Me había cansado de decirle que a los seminaristas se les debía de tratar con respeto, puesto que en su indumentaria negra llevaban el significado de que estaban abandonados del mundo para entregarse únicamente al servicio del Señor. Me complació ver, sin embargo, que Joaquín no devolvía el cumplido con una sonrisa, como solía hacerlo: por el contrario, me pareció que su rostro había palidecido más.

—Es imperativo que salgan de aquí, señoritas —nos suplicó al tiempo que se ceñía una banda azul a la altura de la cintura—: el padre Mireles necesita la capellanía vacía.

Las cuatro nos miramos extrañadas, pero no nos negamos a su petición. Cuando el muchacho de sotana negra se marchó, dejamos los instrumentos en el salón del coro y nos dispusimos a salir. Como era costumbre, fui la última en hacerlo porque solía apagar las velas de todos los altares del templo. En esa labor estaba cuando oí que alguien me hablaba. Giré mi cabeza hacia todos lados pero no encontré a nadie.
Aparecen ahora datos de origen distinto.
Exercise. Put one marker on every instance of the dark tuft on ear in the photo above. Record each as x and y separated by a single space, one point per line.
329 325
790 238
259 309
—"Sofía, ven" —dijo de nuevo aquella voz frígida y quebradiza, procedente del interior de la sacristía que estaba al fondo de donde oficiaban misa—. "Ven, Sofía".

—¿Padre Mireles? ¿Joaquín? —los llamé, aunque muy en el fondo sabía que aquella fría voz distaba mucho de parecerse a las suyas —. Padre Agustín Mireles, ¿está ahí?

Puesto que casi eran las ocho de la noche, la oscuridad del exterior había recubierto el interior de la iglesia. Y entonces las lámparas comenzaron a tiritar.

«Ay, no, no, no. ¡Otra vez no!». En mi condición de Excimiente, sabía lo que implicaba que las lámparas comenzaran a tiritar. La última vez el espíritu de Alfaíth había aparecido en mi casa en la madrugada.

Cuando aquello ocurrió ya me hallaba a cuatro metros de la sacristía, de donde al fin pude escuchar al padre Mireles que parecía estar gritándole a alguien con furia, pero después de su voz se hubo un espantoso rugido que me aspaventó.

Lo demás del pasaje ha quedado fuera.